Sulla meschina sporcizia della banconota, poi, ci sarebbe da aprire un altro capitolo. «Se Davide non batte mai Golia (…) il calcio inizierà a perdere appassionati, insieme alla sua essenza» si legge nell’articolo. Ma gli appassionati, il seguito di pubblico, si mantengono (e si accrescono) anche e soprattutto grazie all’investimento monetario, ai servizi offerti, alle infrastrutture che necessitano, più che mai in questo campionato che un tempo si vantava di essere il più bello del mondo, di migliorie; la Juventus ne è l’esempio lampante: stadio, tifo, vittorie.  Ma se ne rende benissimo conto anche Pellizzari, quando, a fondo pagina, indica il modello Bundesliga come quello da seguire: «Con i suoi splendidi stadi nuovi e sempre pieni, costruiti per il Mondiale 2006, e le sue squadre multietniche e autosufficienti quello tedesco è il modello che fa e dovrebbe fare scuola». Tralasciando l’esaltazione della multietnicità del campionato teutonico in evidente contraddizione con una traballante critica alla Premier League («La nazionale inglese, teoricamente espressione di uno dei due campionati migliori del mondo, è piena di calciatori di livello medio, perché le squadre principali sono piene di stranieri»), c’è da convenire almeno nell’ammirazione per le finanze del Bayern Monaco, da 19 anni in ordine.

In definitiva, il calcio non può guardare al denaro come allo sterco dell’immancabile diavolo: il calcio del denaro ha bisogno, come ha bisogno di investitori, sponsor e infrastrutture adeguate all’epoca.
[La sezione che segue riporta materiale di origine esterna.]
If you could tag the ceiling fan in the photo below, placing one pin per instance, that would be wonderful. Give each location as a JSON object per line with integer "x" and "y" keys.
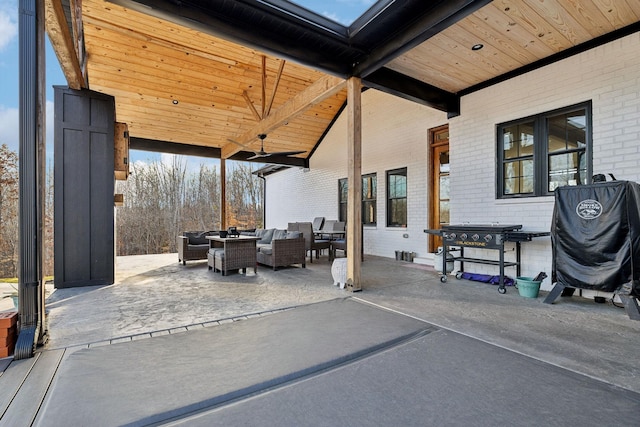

È ovvio e scontato che un fair play finanziario sia necessario, ma per favore non crocifiggiamo gli imprenditori che investono: ditelo al Napoli prima di De Laurentiis, al Malaga, anche al Palermo o al Parma che i soldi fanno male. Erano tutte piccole, ora non lo sono più, e possono ragionevolmente puntare a traguardi più o meno ambiziosi. La bellezza riesce sempre a venire fuori: lo dimostrano le lacrime di Drogba, l’esaltazione di Mancini, le strade piene di passione di Manchester e Londra, le due squadre che dovevano essere ciniche schiacciasassi e sono diventate vincitrici folli e rocambolesche. Hanno vinto come vincono tutti, da sempre.